たとえば月曜日に折込会社(センター)へ納品されたチラシは、すぐに各新聞販売店へ発送され、水曜日には新聞と一緒に各家庭のポストへ届く、といった流れになります。「何曜日に確実に届く」というスケジュールが事前に読めるのは、折込ならではの安心感です。
ポスティングは「猶予」が品質を左右する
一方でポスティングは、配布の仕組みそのものが折込とは大きく異なります。ポスティング会社に納品されたチラシは、多くの場合いったん配布スタッフ(アルバイトの方が中心)のご自宅へ届けられ、そのスタッフが一定の期間をかけて少しずつ配って回る、という流れになります。

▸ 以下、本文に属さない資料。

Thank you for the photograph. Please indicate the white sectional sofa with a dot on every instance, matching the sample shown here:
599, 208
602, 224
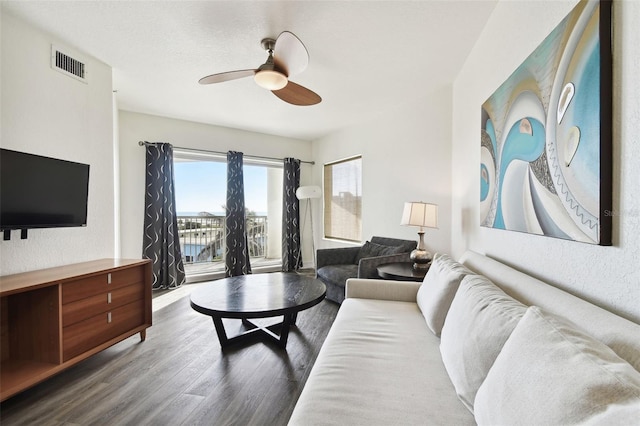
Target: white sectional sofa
476, 342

つまり、配布のペースが各スタッフの稼働状況に左右されやすいのです。体調不良などで予定どおりに配布が進まないこともあり、短納期で無理に依頼すると、最悪の場合は配り切れずにチラシが廃棄されてしまうケースもあると聞きます。
だからこそ、ポスティングを依頼するときは最低でも2週間、できれば1ヶ月ほどの猶予をもって発注するのがおすすめです。時間に余裕を持たせることで、配布の精度が上がり、結果としてチラシ本来の効果を最大限に引き出すことができます。
「商材」で考えると使い分けが見えてくる
この時間軸の違いを踏まえると、扱う商材によって向き・不向きが見えてきます。ざっくり整理すると、次のような考え方になります。
- 折込が向く商材:スーパーの特売チラシ、週末セール、期間限定イベントなど、「この日に届けたい」というタイミングが命のもの。
- ポスティングが向く商材:学習塾の塾生募集、リフォームや不動産など、一定の期間をかけてじっくり集客するもの。多少配布日が前後しても効果が落ちにくい商材。
たとえばスーパーの「今週末のタイムセール」を、配布に2週間かかるかもしれないポスティングで撒いてしまうと、肝心のセール当日に間に合わない可能性があります。逆に、塾の春期講習の募集のように「数週間かけて知ってもらえればOK」という商材なら、ポスティングでじっくり届けるほうが理にかなっています。
「どちらか」ではなく「どちらも」試す価値
ここまで使い分けの話をしてきましたが、最後にひとつ。折込とポスティングはどちらか一方に絞らなければいけないものではありません。
媒体ごとに届く相手は少しずつ違います。新聞を取っていない世帯にはポスティングのほうが届きますし、逆もまた然りです。いろいろな媒体を試すことで、普段はリーチできない層にアプローチできるのは、紙のチラシ広告ならではの大きなメリットです。
折込・ポスティングにこだわらず、商材やタイミングに合わせて複数の媒体を積極的に使い分けてみること。これが、広告宣伝の効果を底上げする一番の近道だと感じています。